La dame occidentale a entouré de son bras les épaules ténues de tante Cai pour l’emmener vers un endroit sûr.

Menaces de mort
Depuis le 17 mai, une horde de Chinois ont commencé à se rassembler à Flushing pour harceler les pratiquants de Falun Gong qui, depuis quatre ans, sont présents tous les jours devant la bibliothèque municipale pour presser les Chinois à démissionner du Parti communiste chinois.

Les Chinois habitant Flushing, qui ont survécu à la Révolution culturelle en Chine, ont maintenant des flash-back, alors que la violence organisée et l’endoctrinement de cette époque semblent s’être transposés dans les rues de New York.

Un attroupement de Chinois ont chanté «Mort au Falun Gong» et des individus se sont fait dire : «Nous allons te tuer». Des bouteilles ont été lancées. Des personnes ont été frappées, poussées et se sont fait cracher dessus. Certains pratiquants de Falun Gong ont été blessés.

Ces lynchages ne sont pas survenus par accident. Le consul général chinois de New York, Peng Keyu, a admis à une ONG qu’il était derrière les actes de violence. «Je suis toujours allé les voir pour les remercier en personne», a-t-il admis, en se référant aux Chinois qui participent aux violences. «Je gérais d’autres affaires dans les coulisses», a-t-il poursuivi, s’adressant sans le savoir à un enquêteur de la World Organization to Investigate the Persecution of Falun Gong (WOIPFG).

Séisme
Le consul général a admis dans cette conversation qu’il jouait sur les passions générées par le séisme au Sichuan pour manipuler la communauté chinoise.

Les médias chinois contrôlés par le régime de Pékin ont attisé ces sentiments exacerbés en affirmant que les pratiquants de Falun Gong de New York ont interféré avec la collecte de fonds destinés aux victimes du tremblement de terre en Chine, sans toutefois apporter une seule preuve pour appuyer leurs allégations.

Le régime chinois a besoin de faire des pratiquants de Falun Gong des boucs émissaires – eux que le régime persécute brutalement depuis neuf ans – parce qu’il a un problème de tremblement de terre.

Les experts chinois en sismologie, utilisant des techniques qui avaient efficacement prédit des séismes dans le passé, ont averti le régime d’un tremblement de terre imminent, tout comme les citoyens qui avaient porté attention aux méthodes traditionnelles de prédiction, comme l’observation du comportement des animaux.
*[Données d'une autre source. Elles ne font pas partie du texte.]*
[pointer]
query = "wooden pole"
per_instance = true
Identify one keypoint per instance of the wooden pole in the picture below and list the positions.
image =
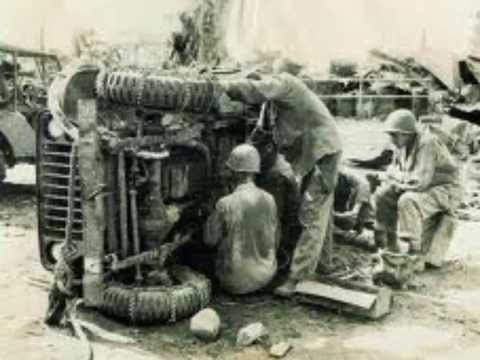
(92, 174)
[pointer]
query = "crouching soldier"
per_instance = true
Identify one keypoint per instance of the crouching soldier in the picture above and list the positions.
(422, 183)
(353, 209)
(309, 138)
(244, 228)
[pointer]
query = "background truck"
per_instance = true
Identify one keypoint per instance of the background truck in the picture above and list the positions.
(24, 78)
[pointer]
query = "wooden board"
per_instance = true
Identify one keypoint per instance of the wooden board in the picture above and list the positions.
(354, 298)
(336, 293)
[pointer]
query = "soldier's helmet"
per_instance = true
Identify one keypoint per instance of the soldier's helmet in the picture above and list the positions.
(244, 158)
(401, 121)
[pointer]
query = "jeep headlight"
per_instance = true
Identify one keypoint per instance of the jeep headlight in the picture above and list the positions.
(55, 129)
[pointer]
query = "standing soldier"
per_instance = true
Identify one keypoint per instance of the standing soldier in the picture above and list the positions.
(307, 134)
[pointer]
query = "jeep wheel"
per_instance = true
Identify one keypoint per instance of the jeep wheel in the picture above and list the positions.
(154, 304)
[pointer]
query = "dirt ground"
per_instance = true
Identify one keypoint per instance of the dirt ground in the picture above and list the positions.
(439, 319)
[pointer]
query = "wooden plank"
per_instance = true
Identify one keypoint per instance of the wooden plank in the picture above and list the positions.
(336, 293)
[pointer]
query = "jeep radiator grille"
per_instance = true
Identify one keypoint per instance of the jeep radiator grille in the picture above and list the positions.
(57, 175)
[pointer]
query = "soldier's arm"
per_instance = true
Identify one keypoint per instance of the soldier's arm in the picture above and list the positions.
(257, 91)
(422, 176)
(215, 226)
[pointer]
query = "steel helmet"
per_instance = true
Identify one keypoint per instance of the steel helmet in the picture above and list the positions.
(401, 121)
(244, 158)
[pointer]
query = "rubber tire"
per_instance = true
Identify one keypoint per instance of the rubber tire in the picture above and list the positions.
(158, 304)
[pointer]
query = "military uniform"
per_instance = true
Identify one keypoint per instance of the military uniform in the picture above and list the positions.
(307, 134)
(244, 227)
(352, 194)
(428, 165)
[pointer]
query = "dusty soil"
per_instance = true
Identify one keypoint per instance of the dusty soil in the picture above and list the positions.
(438, 319)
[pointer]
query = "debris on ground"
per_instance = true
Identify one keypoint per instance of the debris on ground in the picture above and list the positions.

Le régime a fait taire ces avertissements, probablement pour éviter toute mauvaise publicité avant les Olympiques.

Quand le séisme est survenu, la réaction du régime, souvent jugée adéquate par les médias occidentaux, a été en réalité très lente. Certaines régions du Sichuan n’ont reçu aucun secours.
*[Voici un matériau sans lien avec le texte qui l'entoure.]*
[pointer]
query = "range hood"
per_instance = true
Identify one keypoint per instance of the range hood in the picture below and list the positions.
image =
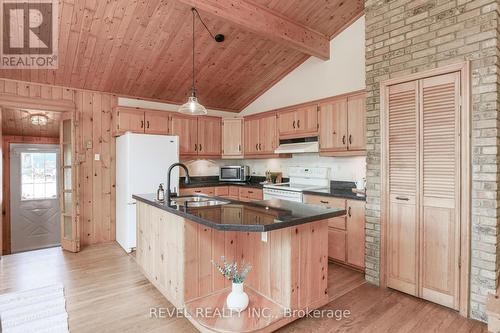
(298, 146)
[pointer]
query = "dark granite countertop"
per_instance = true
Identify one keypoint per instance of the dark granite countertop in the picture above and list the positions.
(256, 216)
(337, 189)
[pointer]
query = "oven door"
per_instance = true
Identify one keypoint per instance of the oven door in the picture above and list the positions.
(230, 174)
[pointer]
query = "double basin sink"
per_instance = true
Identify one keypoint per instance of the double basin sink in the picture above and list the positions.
(197, 201)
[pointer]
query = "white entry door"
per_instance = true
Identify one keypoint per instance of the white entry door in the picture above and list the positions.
(35, 211)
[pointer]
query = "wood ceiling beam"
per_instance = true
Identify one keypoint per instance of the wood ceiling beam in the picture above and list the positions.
(266, 23)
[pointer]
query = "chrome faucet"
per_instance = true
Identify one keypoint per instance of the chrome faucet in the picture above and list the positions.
(169, 173)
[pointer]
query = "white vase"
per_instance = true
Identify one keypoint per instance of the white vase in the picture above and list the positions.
(237, 300)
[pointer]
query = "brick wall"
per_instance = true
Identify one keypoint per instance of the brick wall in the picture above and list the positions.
(408, 36)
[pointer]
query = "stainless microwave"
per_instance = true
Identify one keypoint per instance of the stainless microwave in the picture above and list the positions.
(235, 173)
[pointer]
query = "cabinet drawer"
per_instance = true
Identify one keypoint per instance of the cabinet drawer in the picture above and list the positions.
(337, 244)
(198, 190)
(233, 191)
(325, 201)
(222, 191)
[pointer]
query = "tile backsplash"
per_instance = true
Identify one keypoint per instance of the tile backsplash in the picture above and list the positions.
(349, 168)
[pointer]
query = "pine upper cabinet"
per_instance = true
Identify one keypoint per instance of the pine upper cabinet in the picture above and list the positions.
(342, 126)
(232, 138)
(156, 122)
(333, 125)
(356, 122)
(299, 122)
(422, 168)
(186, 127)
(129, 120)
(251, 136)
(209, 136)
(267, 134)
(261, 138)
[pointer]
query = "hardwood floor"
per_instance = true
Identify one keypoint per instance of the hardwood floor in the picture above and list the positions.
(106, 292)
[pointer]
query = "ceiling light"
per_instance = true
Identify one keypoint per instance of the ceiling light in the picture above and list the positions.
(193, 107)
(39, 119)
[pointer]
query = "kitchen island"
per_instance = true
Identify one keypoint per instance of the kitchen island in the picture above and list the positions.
(285, 242)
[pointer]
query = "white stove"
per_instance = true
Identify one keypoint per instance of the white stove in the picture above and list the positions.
(301, 179)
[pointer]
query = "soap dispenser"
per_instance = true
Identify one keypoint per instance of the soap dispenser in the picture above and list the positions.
(160, 194)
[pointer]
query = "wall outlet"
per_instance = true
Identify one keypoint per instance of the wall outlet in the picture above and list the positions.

Mais même si les secours avaient été rapides, le nombre de victimes est beaucoup plus élevé que ce qu’il aurait dû être en raison de la corruption du PCC en Chine. Les édifices, en particulier les écoles, se sont effondrés comme s’ils avaient été dynamités.

Les constructions manquaient d’acier, et le béton pouvait être réduit en poudre avec une seule main. Les parents endeuillés peuvent voir, à côté de l’édifice effondré qui a ravi la vie de leur enfant unique, un édifice gouvernemental se tenant sans la moindre fissure.

Le consul général de Chine à New York a donc incité des foules à dire que la faute revient aux pratiquants de Falun Gong. Puis, selon les directives du consul, les médias chinois ont rapporté en Chine ce que ces foules font à Flushing.

Tout cela n’est qu’une stratégie orchestrée par le PCC pour que la colère et la tristesse des gens ne soient pas dirigées vers lui, mais plutôt vers un «ennemi» commun.

«Chez soi» en Chine et aux États-Unis
La jeune femme qui voulait terroriser tante Cai s’est fait prendre dans ce piège de propagande.